DBD-mysql
DBD-mysql copied to clipboard
mysql_enable_utf8 misses utf8 upgrading of non utf8 strings [rt.cpan.org #25590]
trafficstars
Migrated from rt.cpan.org#25590 (status was 'open')
Requestors:
Attachments:
From [email protected] on 2007-03-21 11:17:54:
When using mysql_enable_utf8 DBD::mysql misses upgrading non utf8
strings. Instead it assumes that all data passed to DBD::mysql is valid
utf8 already. Non ASCII characters are simply removed from strings
passed to DBD::mysql.
Attached you find a patch against t/utf8.t (DBD-mysql-4.003 release)
which adds a correspondent regression test.
With this patch test #19 fails with the following message:
not ok 19 at line 185
got back 'umlauts: ' instead of 'umlauts: äüö'.
I'm using DBI 1.54 and DBD::mysql 4.003 compiled with MySQL 5.0.27
client libraries.
From [email protected] on 2007-03-21 12:42:14:
Joern,
Thank you very much for this patch. One issue though, I had applied
another patch to this test from Joost Diepenmaat that might address what
your patch intends to address. Could you please check out the latest
DBD::mysql and verify if you still need to make a patch against that
test? If you would like, I can even give you commit access to the
repository.
I'm hoping to do a release either later today or tomorrow, but will wait
upon your response before I do.
Kind regards,
Patrick
On Wed Mar 21 07:17:54 2007, JRED wrote:
>
> When using mysql_enable_utf8 DBD::mysql misses upgrading non utf8
> strings. Instead it assumes that all data passed to DBD::mysql is valid
> utf8 already. Non ASCII characters are simply removed from strings
> passed to DBD::mysql.
>
> Attached you find a patch against t/utf8.t (DBD-mysql-4.003 release)

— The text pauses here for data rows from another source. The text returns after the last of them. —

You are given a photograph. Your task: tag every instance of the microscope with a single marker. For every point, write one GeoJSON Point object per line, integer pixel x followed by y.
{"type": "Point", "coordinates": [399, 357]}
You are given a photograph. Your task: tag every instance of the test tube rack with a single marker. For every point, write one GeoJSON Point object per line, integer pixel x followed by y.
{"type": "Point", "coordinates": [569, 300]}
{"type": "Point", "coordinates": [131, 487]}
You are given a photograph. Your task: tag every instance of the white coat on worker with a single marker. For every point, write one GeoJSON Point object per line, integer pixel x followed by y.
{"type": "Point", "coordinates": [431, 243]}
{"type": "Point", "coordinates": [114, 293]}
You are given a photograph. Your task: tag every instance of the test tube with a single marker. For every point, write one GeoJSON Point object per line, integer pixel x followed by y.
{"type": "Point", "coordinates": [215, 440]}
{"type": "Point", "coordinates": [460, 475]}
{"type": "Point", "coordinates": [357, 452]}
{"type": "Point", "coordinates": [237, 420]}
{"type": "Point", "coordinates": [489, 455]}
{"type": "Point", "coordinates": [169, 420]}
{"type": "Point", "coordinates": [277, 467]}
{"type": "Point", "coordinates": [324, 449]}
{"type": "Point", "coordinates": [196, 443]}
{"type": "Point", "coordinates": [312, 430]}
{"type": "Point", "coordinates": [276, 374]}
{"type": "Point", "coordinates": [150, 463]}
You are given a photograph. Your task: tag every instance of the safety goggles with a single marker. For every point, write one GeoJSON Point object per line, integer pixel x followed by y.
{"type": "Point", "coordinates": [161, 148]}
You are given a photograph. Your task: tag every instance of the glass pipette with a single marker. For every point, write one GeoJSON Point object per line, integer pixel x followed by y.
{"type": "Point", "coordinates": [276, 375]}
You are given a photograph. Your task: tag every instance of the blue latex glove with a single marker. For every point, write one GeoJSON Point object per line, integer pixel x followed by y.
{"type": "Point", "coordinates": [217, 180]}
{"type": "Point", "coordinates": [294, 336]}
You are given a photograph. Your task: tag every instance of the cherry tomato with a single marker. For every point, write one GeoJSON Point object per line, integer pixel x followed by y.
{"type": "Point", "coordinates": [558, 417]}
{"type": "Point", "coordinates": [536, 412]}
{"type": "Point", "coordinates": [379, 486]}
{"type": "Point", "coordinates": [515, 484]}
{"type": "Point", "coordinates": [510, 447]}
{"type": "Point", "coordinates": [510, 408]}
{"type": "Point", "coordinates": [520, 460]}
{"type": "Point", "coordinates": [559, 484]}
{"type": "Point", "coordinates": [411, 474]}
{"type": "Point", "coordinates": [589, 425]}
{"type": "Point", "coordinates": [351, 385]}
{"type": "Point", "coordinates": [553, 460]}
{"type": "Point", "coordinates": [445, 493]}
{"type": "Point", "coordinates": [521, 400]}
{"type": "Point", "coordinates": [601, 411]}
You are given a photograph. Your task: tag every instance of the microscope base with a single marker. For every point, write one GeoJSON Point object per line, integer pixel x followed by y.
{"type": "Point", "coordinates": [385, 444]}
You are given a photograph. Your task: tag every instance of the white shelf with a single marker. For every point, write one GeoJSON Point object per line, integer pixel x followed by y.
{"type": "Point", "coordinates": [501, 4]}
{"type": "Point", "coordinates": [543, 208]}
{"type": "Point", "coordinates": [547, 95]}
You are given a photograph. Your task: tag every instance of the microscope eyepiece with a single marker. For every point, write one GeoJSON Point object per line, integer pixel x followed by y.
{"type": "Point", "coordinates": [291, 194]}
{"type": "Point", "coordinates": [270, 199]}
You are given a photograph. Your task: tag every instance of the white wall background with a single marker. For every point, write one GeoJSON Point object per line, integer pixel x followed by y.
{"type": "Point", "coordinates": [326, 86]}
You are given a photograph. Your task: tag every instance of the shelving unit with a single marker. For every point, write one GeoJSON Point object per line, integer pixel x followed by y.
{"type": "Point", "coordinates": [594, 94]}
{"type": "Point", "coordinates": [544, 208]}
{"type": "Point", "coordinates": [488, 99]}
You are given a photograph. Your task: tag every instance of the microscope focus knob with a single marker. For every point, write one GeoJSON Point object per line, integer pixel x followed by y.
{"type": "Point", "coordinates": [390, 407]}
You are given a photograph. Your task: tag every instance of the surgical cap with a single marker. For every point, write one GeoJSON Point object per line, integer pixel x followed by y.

> which adds a correspondent regression test.
>
> With this patch test #19 fails with the following message:
>
> not ok 19 at line 185
> got back 'umlauts: ' instead of 'umlauts: äüö'.
>
> I'm using DBI 1.54 and DBD::mysql 4.003 compiled with MySQL 5.0.27
> client libraries.
From [email protected] on 2007-03-21 20:43:05:
On Mi. 21. Mär. 2007, 08:42:14, CAPTTOFU wrote:
> Thank you very much for this patch. One issue though, I had applied
> another patch to this test from Joost Diepenmaat that might address what
> your patch intends to address. Could you please check out the latest
> DBD::mysql and verify if you still need to make a patch against that
> test? If you would like, I can even give you commit access to the
> repository.
Thanks for the quick reply.
I just checked out svn trunk and my patched utf8.t still fails. As far
as I understand the Changes file correctly, Joost's patch addresses a
missing utf8 flag when selecting utf8_bin columns from the database.
My issue is that DBD::mysql passes all data as-is to the database even
when the connection is in utf8 mode. This way all non ASCII characters
of non-utf8-tagged strings gets lost in the database. But passing
non-utf8-tagged strings to DBD::mysql should be absolutely valid, since
they're valid for Perl they should be valid for DBD::mysql as well ;)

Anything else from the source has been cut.